SADC Principles and Guidelines for Free and Fair Elections

SADC region has made significant strides in the consolidation of the citizens’ participation in the decision-making processes and  consolidation of democratic practice and institutions. The Constitutions of all SADC Member States enshrine the principles of equal opportunities and full participation of the citizens in the political process.

The Southern African countries, building upon their common historical and cultural identity forged over centuries, agreed to encapsulate their commonality into a single vision, that of a SHARED FUTURE. In this context, in 1992 the Southern African countries meeting in Windhoek, the Republic of Namibia, signed a Treaty establishing the Southern African Development Community (SADC).

Article 4 of the Treaty stipulates that “human rights, democracy and the rule of law” are principles guiding the acts of its members.

Article 5 of the Treaty outlines the objectives of SADC, which commits the Member States to “promote common political values, systems and other shared values which are transmitted through institutions, which are democratic, legitimate and effective.
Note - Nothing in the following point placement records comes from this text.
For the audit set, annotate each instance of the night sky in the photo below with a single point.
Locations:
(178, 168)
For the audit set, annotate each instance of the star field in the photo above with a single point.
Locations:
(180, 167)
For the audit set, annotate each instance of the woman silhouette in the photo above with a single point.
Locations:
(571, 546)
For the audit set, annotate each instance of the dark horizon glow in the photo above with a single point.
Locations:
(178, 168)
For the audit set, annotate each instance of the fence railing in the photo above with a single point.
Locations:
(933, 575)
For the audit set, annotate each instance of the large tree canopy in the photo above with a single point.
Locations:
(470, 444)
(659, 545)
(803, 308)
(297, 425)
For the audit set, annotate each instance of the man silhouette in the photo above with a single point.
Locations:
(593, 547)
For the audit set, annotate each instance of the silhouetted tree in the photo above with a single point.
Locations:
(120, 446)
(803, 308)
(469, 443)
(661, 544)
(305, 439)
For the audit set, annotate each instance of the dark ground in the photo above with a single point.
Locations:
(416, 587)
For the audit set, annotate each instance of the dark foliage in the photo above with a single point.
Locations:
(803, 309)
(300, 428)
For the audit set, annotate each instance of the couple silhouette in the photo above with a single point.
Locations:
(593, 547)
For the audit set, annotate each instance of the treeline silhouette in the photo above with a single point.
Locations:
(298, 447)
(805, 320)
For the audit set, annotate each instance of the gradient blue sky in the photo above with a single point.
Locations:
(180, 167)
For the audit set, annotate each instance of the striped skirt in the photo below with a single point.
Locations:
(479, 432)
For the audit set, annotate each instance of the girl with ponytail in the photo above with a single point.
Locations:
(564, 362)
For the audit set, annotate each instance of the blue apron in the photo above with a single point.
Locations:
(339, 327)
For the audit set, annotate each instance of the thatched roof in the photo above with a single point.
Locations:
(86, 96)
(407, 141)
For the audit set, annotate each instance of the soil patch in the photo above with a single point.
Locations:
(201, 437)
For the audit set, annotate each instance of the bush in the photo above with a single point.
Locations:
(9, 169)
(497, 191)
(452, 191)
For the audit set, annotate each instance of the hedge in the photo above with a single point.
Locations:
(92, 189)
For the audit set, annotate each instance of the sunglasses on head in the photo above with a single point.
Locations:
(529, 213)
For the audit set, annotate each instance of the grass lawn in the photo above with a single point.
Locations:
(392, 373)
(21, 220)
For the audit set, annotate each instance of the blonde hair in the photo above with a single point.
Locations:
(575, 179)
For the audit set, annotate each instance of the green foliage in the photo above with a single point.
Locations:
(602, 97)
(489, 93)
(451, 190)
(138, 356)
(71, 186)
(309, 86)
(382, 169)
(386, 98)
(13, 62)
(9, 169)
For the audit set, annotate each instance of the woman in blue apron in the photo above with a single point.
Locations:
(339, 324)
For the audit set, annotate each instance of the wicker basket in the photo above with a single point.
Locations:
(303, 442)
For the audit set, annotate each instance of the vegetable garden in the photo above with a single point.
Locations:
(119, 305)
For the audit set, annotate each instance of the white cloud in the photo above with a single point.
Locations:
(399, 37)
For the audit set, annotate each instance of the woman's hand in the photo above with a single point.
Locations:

It also commits Member States to “consolidate, defend and maintain democracy, peace, security and stability” in the region.

The Protocol on Politics, Defence and Security Cooperation provides that SADC shall “promote the development of democratic institutions and practices within the territories of State Parties and encourage the observance of universal human rights as provided for in the Charter and Conventions of the Organization of AfricanUnity [African Union] and the United Nations.”